Intervention de Anne de Loisy

Réunion du 8 juin 2016 à 18h15
Commission d'enquête sur les conditions d'abattage des animaux de boucherie dans les abattoirs français

Anne de Loisy :

Je suis journaliste, je vais aussi plaider ma cause. Je pense qu'il est important de communiquer aux Français et de leur expliquer la face cachée de l'agriculture. On leur a trop longtemps caché les réalités de l'élevage, de l'agriculture, de l'abattage, et l'on s'étonne ensuite qu'ils soient choqués. Peut-être devrions-nous faire comme au Danemark, où les enfants vont en visite scolaire dans les abattoirs. On leur montre le plus moderne, pas le plus imprésentable. La seule chose qu'on ne leur montre pas est le moment où l'on égorge la bête, mais ils voient tout le reste.

Il ne faut pas s'étonner qu'un enfant sur deux ne sache pas de quoi est fait un nugget, une tranche de jambon ou un steak haché. Il en est de même pour les végétaux : un enfant sur quatre ne sait pas que l'on fait des frites avec des pommes de terre, un sur trois ne sait pas identifier un poireau, une courgette, une figue ou un artichaut. Et neuf enfants sur dix ne savent pas à quoi ressemble une betterave. Nous parlons du pays dont la gastronomie a été inscrite au patrimoine mondial de l'humanité ! Il est temps d'informer nos jeunes, car s'ils ne savent pas ce qu'ils mettent dans leurs gosiers, nous allons au-devant de problèmes beaucoup plus importants. Il y a urgence à ce que les jeunes aillent visiter des fermes, visiter des élevages, et se rendent compte de la réalité.

Il est d'ailleurs intéressant de constater l'impact de tout cela. La consommation de viande diminue car les gens ont du mal à associer leur steak et ce qu'ils ont vu avant. Mais par exemple, en Angleterre, sept émissions ont été faites en 2008 par de grands chefs cuisiniers pour montrer la réalité de l'élevage industriel. À la suite de ces émissions, les ventes de poulets de batterie ont diminué de 11 %, et celles de poulets de plein air ont augmenté de 17 %. Il y a donc un impact, et le poulet élevé en plein air rapporte plus à l'éleveur. Tout le monde y gagne, il est donc temps d'enclencher ce cercle vertueux.

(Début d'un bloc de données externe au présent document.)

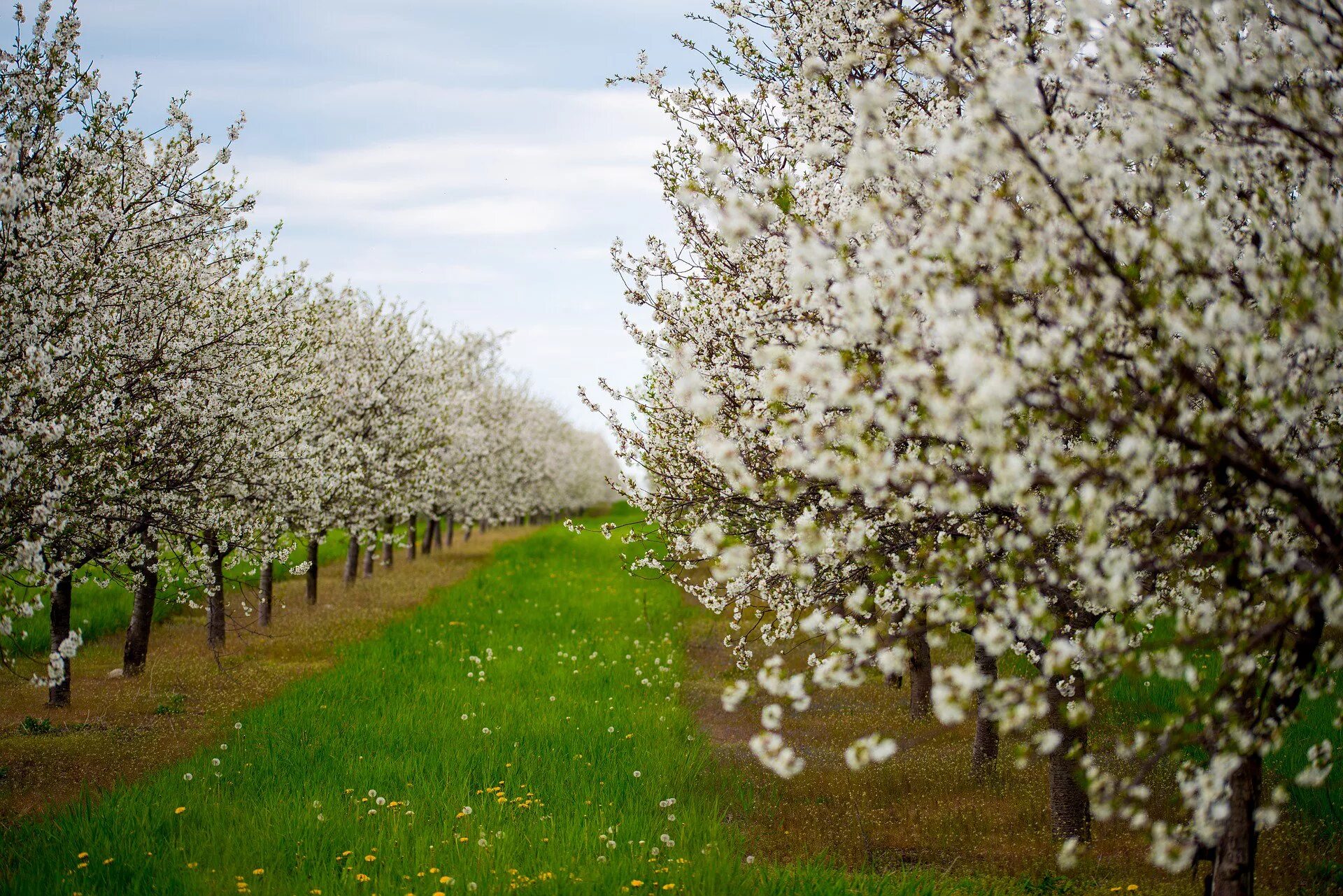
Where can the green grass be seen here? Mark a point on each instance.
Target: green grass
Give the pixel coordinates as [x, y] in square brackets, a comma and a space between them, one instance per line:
[586, 738]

Sur les relations entre l'humain et l'animal, peut-être avez-vous entendu parler de Temple Grandin, cette vétérinaire américaine, autiste, dont les travaux sur la communication entre l'humain et les animaux sont extrêmement reconnus dans le monde entier. Ses travaux ont apporté un grand bénéfice aux humains également, car si l'on comprend mieux les animaux et ce qui le leur fait peur, ce qui les stresse, ce qui les angoisse, il est plus facile de gérer les rapports. Dans les vidéos de L214, nous voyons un ouvrier jeter un mouton et recommencer toutes les dix minutes. C'est totalement contre-productif : pour l'ouvrier qui se fatigue à jeter un mouton ; pour le mouton qui est dans une situation de stress absolu ; et pour le consommateur qui va manger de la vieille carne. L'information passe par là, et il faut commencer tôt. On emmène les enfants voir les musées, il faut aussi les emmener voir les fermes : c'est là que l'on produit ce qui les nourrit.